И судьба в лице начинающего генсека улыбнулась. Судьба сделала длинный шаг к зарвавшемуся коллеге, молча отпихнула бандита погоном, застегнула сумки и, по-бурлацки ухнув, орденоносно поперла поклажу — мимо таможни.
Глава третья,
о том, как выкупил еврейское добро
Джон Черчилль, первый герцог Мальборо[23]
Таким образом, багаж почти нецелованным поплыл в аэроплан, а телесная оболочка Генделева осела в тени циклопического зиккурата[24] из чемоданов Шалвы, где, как оказалось, уже успела ответить на два животрепещущих вопроса.
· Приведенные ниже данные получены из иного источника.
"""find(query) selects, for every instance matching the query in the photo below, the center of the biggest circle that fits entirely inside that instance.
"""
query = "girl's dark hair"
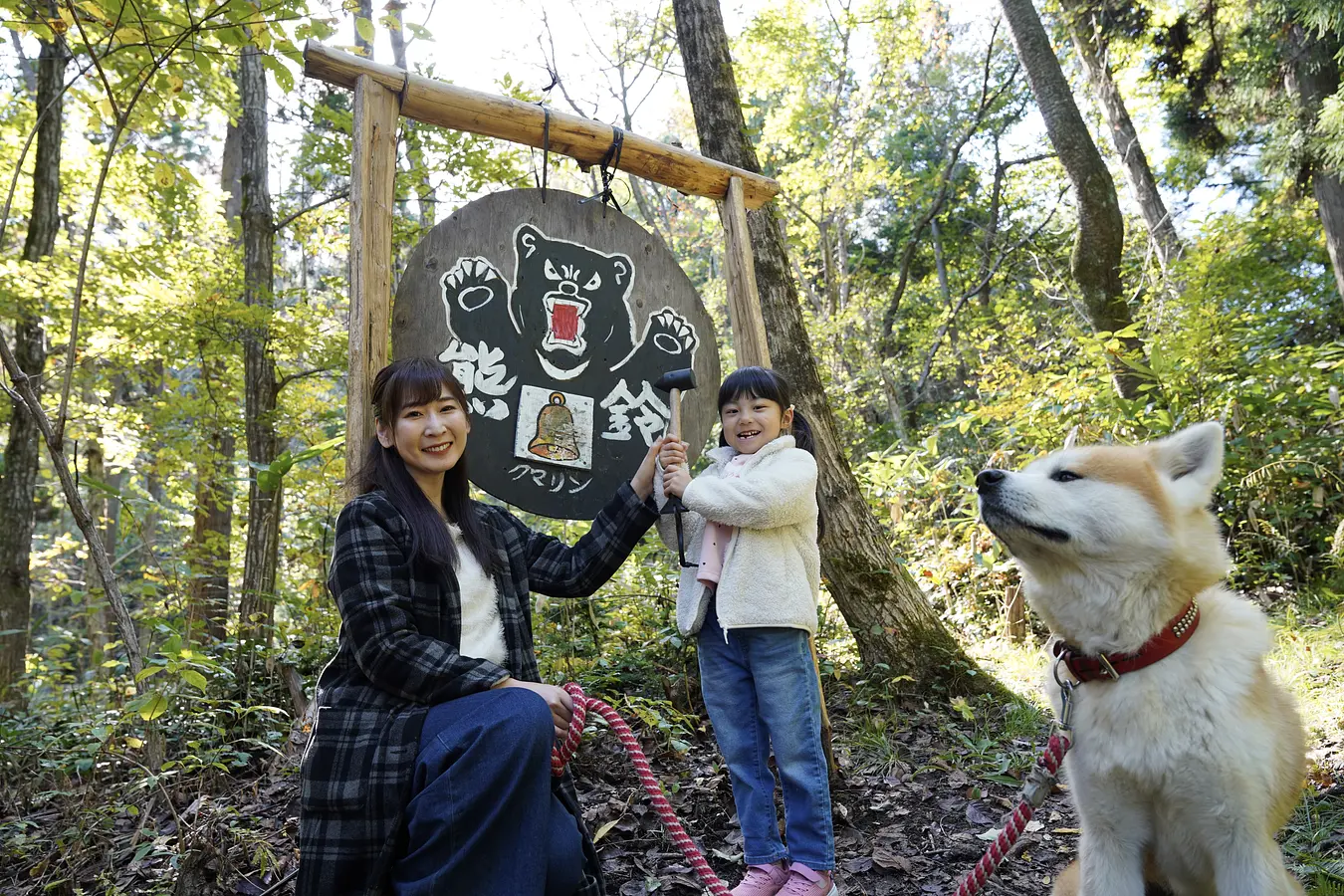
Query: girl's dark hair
(761, 381)
(405, 383)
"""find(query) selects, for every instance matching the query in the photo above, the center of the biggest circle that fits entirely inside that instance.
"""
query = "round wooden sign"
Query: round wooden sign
(558, 318)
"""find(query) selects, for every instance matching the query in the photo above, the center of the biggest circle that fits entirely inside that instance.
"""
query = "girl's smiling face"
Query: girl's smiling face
(750, 422)
(430, 438)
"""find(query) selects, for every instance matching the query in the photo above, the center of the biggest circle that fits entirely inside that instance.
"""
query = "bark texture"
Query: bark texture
(212, 524)
(1101, 227)
(1310, 77)
(1093, 50)
(889, 615)
(19, 477)
(257, 604)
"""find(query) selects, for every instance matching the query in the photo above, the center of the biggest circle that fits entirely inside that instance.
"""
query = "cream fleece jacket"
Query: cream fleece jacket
(772, 568)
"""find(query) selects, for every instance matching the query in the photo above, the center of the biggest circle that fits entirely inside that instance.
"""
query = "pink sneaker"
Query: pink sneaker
(761, 880)
(803, 881)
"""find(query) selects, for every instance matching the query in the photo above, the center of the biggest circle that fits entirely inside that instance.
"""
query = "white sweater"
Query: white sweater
(483, 631)
(772, 567)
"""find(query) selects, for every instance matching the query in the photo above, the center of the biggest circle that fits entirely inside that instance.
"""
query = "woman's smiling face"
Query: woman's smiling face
(430, 439)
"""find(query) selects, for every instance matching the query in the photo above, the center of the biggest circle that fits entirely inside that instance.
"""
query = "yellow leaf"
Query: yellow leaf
(154, 707)
(605, 829)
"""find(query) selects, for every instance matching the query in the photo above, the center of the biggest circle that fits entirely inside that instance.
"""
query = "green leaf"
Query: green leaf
(194, 679)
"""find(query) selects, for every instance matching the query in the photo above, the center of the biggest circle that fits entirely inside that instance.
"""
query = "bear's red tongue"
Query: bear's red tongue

А когда цвета и звуки начали подлизываться к сознанию поэта, он обнаружил перед своим лицом шевеление золотых пятен, до него донесся топ, звон бубенцов и цок копыт, что при врубе аккомодации и настройке звука определилось и (наплыв!) осмыслялось, как пляска святого Витта[25], исполняемая невероятно златоглазым, -зубым и -волосым карликом-грузином при жене и шпорах. Через батальный лязг наплечников и набедренников, сквозь звоны, по-над сполохами зайчиков на броне, сквозь битву даков с иберами прорубился к уму и сердцу поэта даже не смысл, но клекот-клич на иврите-русском-грузинском с использованием ненормативной лексики идиша и арабского языков, донеслась невнятица такой тоски и силы, что Генделев прислушался — и вник.
А вникнув, испытал этическое неудобство, некий зуд, эдакое щекотание совести, что-то вроде морального расчеса, стыд за нелюбезность свою, за бесчеловечность, за, прямо так и скажем, хамство ответов своих и вельможное безразличие к боли ближнего. И тогда он внял ближнему.
А внявши, понял — беда.
Беда состояла в том, что чемоданов у Шалвы оказалось не
пятнадцать, как думала его верная дура-жена, не
шестнадцать, как помышлял пылкий и склонный к фантазмам Шалва, и не
четырнадцать, как знала практичная дочь-квартирмейстер красавица Стелла.
Чемоданчиков было — восемнадцать.
Восемнадцать, цифра роковая, запомни ее, читатель, — восемнадцать.
Один в один, восемнадцать гиппопотамов натуральной гестаповской кожи, качеством соизмеримой только с кожами вздорных шалвинских джинсов.
Восемнадцать спокойных чудовищ, до неподвижности обожравшихся электроникой, тряпками, часами, парфюмерией и забывших дышать от внутреннего напряжения.
Восемнадцать мест ручной клади.
А можно — 12 чемоданов (двенадцать чемдн.), отнюдь не восемнадцать.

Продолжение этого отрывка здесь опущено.